“But She Looks So Normal!”

Is what someone said to me the other day when I mentioned the reason Emma wasn’t responding immediately was because she’s autistic.  And when Emma finally did respond, it was with a reply which had no application to the question asked.

If we went on looks alone, we would all be in trouble.  However in Emma’s case it both serves her as well as complicates things.  People look at Emma and assume she’s “normal”.  They see an athletic, cheerful child.  It is difficult for people to believe she cannot communicate as other children her age do.

I have had the experience of being told on more occasions than I can count, “Oh my toddler does that too!”  or “She sounds just like my son!” and then they go on to tell me stories about their impish child’s antics which remind them of Emma.  Except that Emma is not an extremely tall two-year old who is acting out.  She is an autistic eight-year old who’s verbal skills continue to progress at a snail’s pace.  When people comment she is like a two-year old, they are right in some ways, but in most ways it is an incorrect assumption.  Emma is not “delayed”, she’s autistic and there is a vast difference between the two.

Explaining Emma to our son Nic, has forced me to become aware of just how complicated it is to describe her.  To say that she is doing something – biting herself, for example – as a way to get attention, would be incorrect.  Emma is not seeking attention.  I believe she is trying to gain control around a situation, which is uncontrollable.  The pain she causes herself is more tolerable than the pain she feels from a situation she has no power over.

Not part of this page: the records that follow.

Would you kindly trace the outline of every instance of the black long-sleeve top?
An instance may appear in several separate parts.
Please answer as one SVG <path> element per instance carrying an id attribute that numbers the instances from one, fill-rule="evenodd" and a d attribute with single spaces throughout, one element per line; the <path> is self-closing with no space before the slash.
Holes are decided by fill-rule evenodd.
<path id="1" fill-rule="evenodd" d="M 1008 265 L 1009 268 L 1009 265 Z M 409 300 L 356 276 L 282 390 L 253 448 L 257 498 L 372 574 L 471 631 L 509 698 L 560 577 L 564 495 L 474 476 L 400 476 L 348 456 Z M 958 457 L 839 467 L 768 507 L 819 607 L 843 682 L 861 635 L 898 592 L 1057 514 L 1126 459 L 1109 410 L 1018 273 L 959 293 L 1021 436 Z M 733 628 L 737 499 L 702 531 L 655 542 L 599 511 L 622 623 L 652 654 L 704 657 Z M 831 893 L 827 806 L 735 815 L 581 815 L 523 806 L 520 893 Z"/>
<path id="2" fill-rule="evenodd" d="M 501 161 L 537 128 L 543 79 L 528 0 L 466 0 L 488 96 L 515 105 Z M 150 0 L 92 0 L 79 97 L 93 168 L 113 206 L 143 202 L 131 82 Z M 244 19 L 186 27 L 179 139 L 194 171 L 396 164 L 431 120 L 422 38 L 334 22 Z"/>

When I look at her brain scans and see the lack of symmetry, the bright colors, which should be dark, like a strange Rorschach test gone wildly awry, I try to detect patterns.  I try to make sense of what I’m seeing, but cannot.

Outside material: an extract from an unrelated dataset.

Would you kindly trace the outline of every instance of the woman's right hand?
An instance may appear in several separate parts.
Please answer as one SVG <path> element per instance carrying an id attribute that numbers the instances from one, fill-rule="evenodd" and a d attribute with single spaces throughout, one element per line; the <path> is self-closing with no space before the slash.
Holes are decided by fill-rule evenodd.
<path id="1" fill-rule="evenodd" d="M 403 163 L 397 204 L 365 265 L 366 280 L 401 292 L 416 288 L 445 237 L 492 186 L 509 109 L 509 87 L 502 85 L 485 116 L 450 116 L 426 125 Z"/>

“Emma’s brain is not like ours,” I tell my son and myself in times of upset.  She does not think, feel, see or hear as we do.  She is decidedly “other”.

But how to explain this to the family on the airplane we recently took when asked if they wouldn’t mind sitting across the aisle from their grown children so that we might sit next to Emma?

When they refused, the father added, “I don’t see what the big deal is, you’re sitting near her, just the aisle’s between you.”

How does one then explain how agitated Emma will become?  How can one really make people understand, who have little or no contact with autistic children or if they have, one unlike Emma?  Of course Emma did become agitated and eventually we found two kind souls many rows back who were happy to take our seats so we could sit next to Emma, disaster narrowly averted.

“I can’t imagine what it must be like to parent an autistic child,” a friend of mine said a few weeks ago.

“I can’t imagine what it’s like to have two neuro-typical children,” I responded.  Afterwards, I thought about our conversation.  I really cannot imagine.  Emma informs every aspect of our lives.  When Emma says or does something new we record it.   Every milestone, each new word uttered is met with astonished elation.

I remember when Richard and I were planning our wedding.  A friend of Richard’s told us to take a few moments to absorb everything that was happening because it would go by so quickly.  We took his advice and to this day I can remember the beautiful floral wreath arrangements hanging from each lighting fixture, the candles casting their golden shadows across the room, Richard’s handsome face as I walked down the aisle toward him.  I remember because I stopped for a moment and took the time to take it all in.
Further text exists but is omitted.